The Nemotron6 hybrid model has Mamba layers; the launcher must use uv run --extra ssm so mamba-ssm is available (matching the proven cog e2e config). Co-Authored-By: Claude Opus 4.8 (1M context) <noreply@anthropic.com> Signed-off-by: ykarnati <ykarnati@nvidia.com>

Match the proven cog e2e config (--tee 3) so every rank's output is captured, not just rank 0. Co-Authored-By: Claude Opus 4.8 (1M context) <noreply@anthropic.com> Signed-off-by: ykarnati <ykarnati@nvidia.com>

…joint grids Under skip_model_parallel_init the mpu is uninitialized, so ProcessGroupCollection.use_mpu_process_groups() asserts; only call it when model-parallel is initialized (None otherwise). Gate the builder path on having a model config rather than a non-None pg_collection, so a disjoint-grid run stays on the builder (its per-module builder ignores the passed collection). Byte-identical for stock (mpu initialized, pg_collection always non-None). Co-Authored-By: Claude Opus 4.8 (1M context) <noreply@anthropic.com> Signed-off-by: ykarnati <ykarnati@nvidia.com>

…action Restore the pre-existing import blank lines and the two build_virtual_pipeline_stages call sites to match main; the extraction diff now shows only the new function and the delegation. Co-Authored-By: Claude Opus 4.8 (1M context) <noreply@anthropic.com> Signed-off-by: ykarnati <ykarnati@nvidia.com>

…ly diff) Regenerate dist_utils.py = main + only the extraction (new prepare_existing_model_chunks_for_distributed_training + the unimodal delegation), so the unchanged helper functions keep main's exact formatting instead of the whole-file black reflow from the initial commit. Co-Authored-By: Claude Opus 4.8 (1M context) <noreply@anthropic.com> Signed-off-by: ykarnati <ykarnati@nvidia.com>

copy-pr-bot · 2026-07-01T16:04:37Z

This pull request requires additional validation before any workflows can run on NVIDIA's runners.

Pull request vetters can view their responsibilities here.

Contributors can view more details about this message here.

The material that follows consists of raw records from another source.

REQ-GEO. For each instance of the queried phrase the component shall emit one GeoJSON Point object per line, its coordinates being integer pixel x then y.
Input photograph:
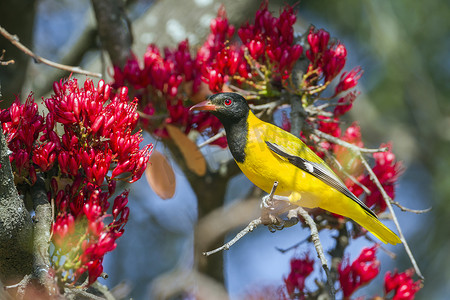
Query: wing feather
{"type": "Point", "coordinates": [320, 171]}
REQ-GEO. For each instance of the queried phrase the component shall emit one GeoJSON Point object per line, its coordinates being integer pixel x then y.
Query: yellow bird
{"type": "Point", "coordinates": [266, 153]}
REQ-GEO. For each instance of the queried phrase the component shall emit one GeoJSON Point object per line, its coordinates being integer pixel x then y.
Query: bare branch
{"type": "Point", "coordinates": [318, 246]}
{"type": "Point", "coordinates": [352, 147]}
{"type": "Point", "coordinates": [5, 63]}
{"type": "Point", "coordinates": [416, 211]}
{"type": "Point", "coordinates": [15, 41]}
{"type": "Point", "coordinates": [250, 227]}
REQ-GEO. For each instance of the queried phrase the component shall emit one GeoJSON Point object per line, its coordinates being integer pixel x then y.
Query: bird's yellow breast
{"type": "Point", "coordinates": [263, 167]}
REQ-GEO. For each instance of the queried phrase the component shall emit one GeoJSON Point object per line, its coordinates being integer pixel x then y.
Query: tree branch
{"type": "Point", "coordinates": [15, 225]}
{"type": "Point", "coordinates": [43, 219]}
{"type": "Point", "coordinates": [319, 249]}
{"type": "Point", "coordinates": [15, 41]}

github-actions · 2026-07-01T16:04:43Z

This PR has been automatically converted to draft because all PRs must start as drafts.

When you are ready for review, click Ready for Review to begin the review process. This will:

Add the oncall reviewer (optional reviewer)
Add required review teams based on your changes

See the contribution guide for more details.

yashaswikarnati · 2026-07-01T16:39:23Z

+
+    builder: ClassVar[str] = "examples.mimo.training.builder.MimoModelBuilder"
+    _topology: Optional[HeteroTopology] = field(default=None)
+    _args: Optional[argparse.Namespace] = field(default=None)


why args is part of build config

yashaswikarnati · 2026-07-01T16:40:11Z

+    _args: Optional[argparse.Namespace] = field(default=None)
+
+
+def _encoder_module_name(topology: HeteroTopology) -> Optional[str]:


how would this generalize if multiple encoders ?

yashaswikarnati · 2026-07-01T16:40:49Z

+    """
+    if wrap_with_ddp and not ddp_config:
+        raise ValueError("ddp_config is required when wrap_with_ddp is True")
+    if transformer_config.init_model_with_meta_device != built_with_meta_device:


why we need both init_model_with_meta_device and built_with_meta_device ?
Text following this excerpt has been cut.